Boost logo

Boost :

From: loufoque (mathias.gaunard_at_[hidden])
Date: 2006-09-17 21:28:18


Peter Bindels wrote :

> Indexing in UTF32 is trivial. Indexing in UTF16 is fairly trivial, and
> by the definition of the boundary between the base UTF-16 plane and
> the higher plane you should treat all characters >0xFFFF (encoded with
> two entries) as very irregular. You could then keep an array of
> indexes where these characters appear in your string (adding a slight
> bit to the overhead) making overhead constant-time except for the
> occurrences of those characters.

I had already thought of this.
This would allow random access for O(log(n)), n being the number of
surrogate pairs in the string.
It also allows mutable iterators to not invalidate each other when
modifying the string.

However, for working on the grapheme clusters level, I don't think
random access of the underlying encoding brings anything useful.
Some searching algorithms need random access though, but these could
work on the bytes with a few checks, since all UTF encodings (except
UTF-7) guarantee that a sequence must not occur within a longer sequence
or across the boundary of two other sequences.

While composing characters may be rare in some scripts, there are
numerous in others so indexing them doesn't seem like such a good idea.

It can be interesting though to provide random access for people who
want to work at a lower level though, but that's not a priority.

> You cannot add this technique to
> UTF-8 texts because non-7-bit characters are a lot more common.

Another problem with utf-8 is that reverse iterating is a bit more
expensive than forward iterating, because you don't know how many bytes
you have to go back until you encounter the first of the multibyte group.

UTF-8 isn't usually a good idea unless you need it to feed GTK+ or
others libs.

Actually, size-wise, another interesting encoding is GB18030, especially
if working with a mix of Chinese and English.
However there is no direct mapping with Unicode code points, so UTF-16
stays the best choice by default.

> That's a point I hadn't thought of.

That's what the whole "grapheme cluster" thing is about.

<e acute> and <e><acute> should be considered equal, each one being a
single grapheme cluster, what an end-user thinks of as a single character.
Also searching foo in foo<acute> shouldn't give any result, since the
last character is o<acute>, not o.

All algorithms must ensure that elements of a grapheme cluster don't get
separated. This can be achieved simply by working with iterators over
them or, in a more optimized way, by working carefully with code units
or code points.
That is why, along with the default grapheme cluster interface, access
will be given to lower-level layers, for the power users.

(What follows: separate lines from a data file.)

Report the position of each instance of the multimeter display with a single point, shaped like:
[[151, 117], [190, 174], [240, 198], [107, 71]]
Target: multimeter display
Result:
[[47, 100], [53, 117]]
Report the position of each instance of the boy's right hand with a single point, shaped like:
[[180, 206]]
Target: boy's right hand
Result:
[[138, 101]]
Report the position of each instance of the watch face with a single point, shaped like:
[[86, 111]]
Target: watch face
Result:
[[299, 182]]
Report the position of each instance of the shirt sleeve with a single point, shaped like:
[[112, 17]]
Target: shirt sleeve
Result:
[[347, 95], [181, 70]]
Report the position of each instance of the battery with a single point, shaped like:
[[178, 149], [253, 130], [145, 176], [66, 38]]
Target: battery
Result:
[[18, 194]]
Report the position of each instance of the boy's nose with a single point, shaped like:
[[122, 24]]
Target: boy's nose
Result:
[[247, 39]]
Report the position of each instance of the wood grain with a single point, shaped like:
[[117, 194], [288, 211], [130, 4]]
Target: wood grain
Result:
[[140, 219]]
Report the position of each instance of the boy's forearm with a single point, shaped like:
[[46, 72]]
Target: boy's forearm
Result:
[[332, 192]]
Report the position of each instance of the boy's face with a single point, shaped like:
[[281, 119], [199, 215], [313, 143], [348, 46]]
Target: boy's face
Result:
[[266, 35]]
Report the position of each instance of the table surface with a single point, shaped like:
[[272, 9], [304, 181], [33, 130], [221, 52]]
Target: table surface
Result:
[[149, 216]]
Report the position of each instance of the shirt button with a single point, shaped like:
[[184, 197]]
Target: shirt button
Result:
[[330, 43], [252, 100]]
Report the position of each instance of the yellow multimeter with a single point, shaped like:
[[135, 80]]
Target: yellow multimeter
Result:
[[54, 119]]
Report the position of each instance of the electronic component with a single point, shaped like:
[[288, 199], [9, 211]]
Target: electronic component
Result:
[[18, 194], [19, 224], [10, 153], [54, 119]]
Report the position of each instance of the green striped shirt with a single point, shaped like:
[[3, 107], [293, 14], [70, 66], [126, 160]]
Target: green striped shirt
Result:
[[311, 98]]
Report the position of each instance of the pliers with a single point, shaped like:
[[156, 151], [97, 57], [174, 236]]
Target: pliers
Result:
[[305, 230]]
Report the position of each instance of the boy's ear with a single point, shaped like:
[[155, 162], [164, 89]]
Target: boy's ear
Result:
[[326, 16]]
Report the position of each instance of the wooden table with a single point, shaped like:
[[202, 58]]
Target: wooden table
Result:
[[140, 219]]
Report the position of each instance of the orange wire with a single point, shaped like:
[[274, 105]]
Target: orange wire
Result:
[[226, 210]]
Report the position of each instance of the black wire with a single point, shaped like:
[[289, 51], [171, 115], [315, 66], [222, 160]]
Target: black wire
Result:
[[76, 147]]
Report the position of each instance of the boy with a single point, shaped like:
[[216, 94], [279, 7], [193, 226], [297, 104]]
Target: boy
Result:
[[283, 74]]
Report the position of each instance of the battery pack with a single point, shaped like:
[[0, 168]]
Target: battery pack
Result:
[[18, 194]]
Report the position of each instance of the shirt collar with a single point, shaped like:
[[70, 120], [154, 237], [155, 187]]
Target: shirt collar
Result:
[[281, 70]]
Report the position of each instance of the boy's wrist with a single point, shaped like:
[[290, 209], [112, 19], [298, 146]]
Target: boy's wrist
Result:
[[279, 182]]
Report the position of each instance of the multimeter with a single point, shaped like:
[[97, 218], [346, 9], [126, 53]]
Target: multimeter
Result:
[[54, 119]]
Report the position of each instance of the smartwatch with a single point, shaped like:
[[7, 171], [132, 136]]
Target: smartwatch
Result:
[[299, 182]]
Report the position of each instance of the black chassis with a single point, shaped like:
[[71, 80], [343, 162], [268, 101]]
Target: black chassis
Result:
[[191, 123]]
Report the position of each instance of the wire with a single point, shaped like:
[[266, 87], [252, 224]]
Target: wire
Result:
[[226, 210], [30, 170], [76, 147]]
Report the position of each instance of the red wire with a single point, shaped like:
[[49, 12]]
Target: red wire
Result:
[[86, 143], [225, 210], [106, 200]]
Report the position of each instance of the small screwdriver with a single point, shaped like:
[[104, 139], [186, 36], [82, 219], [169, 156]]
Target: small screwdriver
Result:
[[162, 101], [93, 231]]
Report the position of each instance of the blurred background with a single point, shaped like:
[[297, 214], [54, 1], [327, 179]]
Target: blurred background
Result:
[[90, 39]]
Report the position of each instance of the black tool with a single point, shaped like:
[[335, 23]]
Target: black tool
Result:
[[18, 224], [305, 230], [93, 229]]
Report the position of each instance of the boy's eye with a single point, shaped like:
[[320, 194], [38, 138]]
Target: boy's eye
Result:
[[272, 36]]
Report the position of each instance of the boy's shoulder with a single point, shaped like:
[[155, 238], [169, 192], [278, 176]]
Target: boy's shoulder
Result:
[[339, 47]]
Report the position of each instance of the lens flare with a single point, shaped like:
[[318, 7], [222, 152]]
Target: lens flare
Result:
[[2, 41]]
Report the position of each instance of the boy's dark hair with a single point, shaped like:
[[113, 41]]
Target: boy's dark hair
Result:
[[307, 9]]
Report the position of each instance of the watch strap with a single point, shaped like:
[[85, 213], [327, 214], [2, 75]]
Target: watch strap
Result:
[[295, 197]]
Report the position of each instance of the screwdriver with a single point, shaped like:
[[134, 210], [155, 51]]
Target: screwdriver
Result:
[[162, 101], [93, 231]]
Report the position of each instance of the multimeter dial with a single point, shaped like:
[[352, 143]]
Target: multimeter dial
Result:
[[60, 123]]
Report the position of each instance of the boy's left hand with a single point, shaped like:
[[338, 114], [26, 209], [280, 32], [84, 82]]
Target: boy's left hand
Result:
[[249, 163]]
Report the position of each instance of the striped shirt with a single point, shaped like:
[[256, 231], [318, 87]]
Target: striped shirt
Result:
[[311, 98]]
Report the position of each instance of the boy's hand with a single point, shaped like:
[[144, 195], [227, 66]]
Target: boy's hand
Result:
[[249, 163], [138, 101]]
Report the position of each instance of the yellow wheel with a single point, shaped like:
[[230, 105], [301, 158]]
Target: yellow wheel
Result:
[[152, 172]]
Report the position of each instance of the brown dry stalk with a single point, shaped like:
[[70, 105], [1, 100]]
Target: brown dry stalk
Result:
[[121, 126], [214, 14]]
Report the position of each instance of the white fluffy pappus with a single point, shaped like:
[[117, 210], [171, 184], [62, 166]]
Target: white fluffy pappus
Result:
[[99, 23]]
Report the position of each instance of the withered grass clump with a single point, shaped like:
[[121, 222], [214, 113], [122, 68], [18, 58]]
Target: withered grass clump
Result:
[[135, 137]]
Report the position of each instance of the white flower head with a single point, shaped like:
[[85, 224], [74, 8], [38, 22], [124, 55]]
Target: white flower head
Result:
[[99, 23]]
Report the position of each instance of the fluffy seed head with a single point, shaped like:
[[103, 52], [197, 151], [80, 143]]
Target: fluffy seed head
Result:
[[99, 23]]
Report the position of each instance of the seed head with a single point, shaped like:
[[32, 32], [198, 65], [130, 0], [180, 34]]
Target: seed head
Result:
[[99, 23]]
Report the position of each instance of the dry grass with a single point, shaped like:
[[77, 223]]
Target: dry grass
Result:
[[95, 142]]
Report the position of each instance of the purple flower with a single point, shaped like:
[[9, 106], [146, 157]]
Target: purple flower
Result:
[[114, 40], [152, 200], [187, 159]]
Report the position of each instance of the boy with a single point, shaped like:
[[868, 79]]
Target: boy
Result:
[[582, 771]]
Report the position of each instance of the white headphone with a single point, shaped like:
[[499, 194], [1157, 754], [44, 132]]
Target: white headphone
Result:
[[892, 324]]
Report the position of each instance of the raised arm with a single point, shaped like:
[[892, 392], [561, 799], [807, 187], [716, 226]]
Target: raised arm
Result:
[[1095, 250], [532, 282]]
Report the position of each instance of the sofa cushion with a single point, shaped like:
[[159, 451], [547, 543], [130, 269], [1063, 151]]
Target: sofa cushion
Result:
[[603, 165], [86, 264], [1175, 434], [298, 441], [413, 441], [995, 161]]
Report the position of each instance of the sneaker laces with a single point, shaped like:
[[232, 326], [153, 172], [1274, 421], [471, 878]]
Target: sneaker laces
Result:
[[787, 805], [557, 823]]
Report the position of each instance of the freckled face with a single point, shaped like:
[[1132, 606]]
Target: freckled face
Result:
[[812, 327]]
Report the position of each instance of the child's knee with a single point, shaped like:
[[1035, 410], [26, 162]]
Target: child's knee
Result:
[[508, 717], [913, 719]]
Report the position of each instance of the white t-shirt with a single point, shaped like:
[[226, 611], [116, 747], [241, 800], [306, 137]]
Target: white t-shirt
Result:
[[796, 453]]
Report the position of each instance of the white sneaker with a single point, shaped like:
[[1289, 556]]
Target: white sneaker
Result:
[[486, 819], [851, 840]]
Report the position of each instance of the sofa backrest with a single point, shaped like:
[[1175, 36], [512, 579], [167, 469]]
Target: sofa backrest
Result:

> In that case, what advantages does
> UTF-32 hold over any of the other two?

First some people might want to directly work with code points and not
grapheme clusters, just like most (if not all) other unicode string
classes work.
With UTF-32 the code units are code points, so working on them is very
lightweight.

Also, it can be useful if you need to interface with something that uses
UTF-32 since that way no conversion is needed for input and output. That
is also why there will be an utf-8 backend too.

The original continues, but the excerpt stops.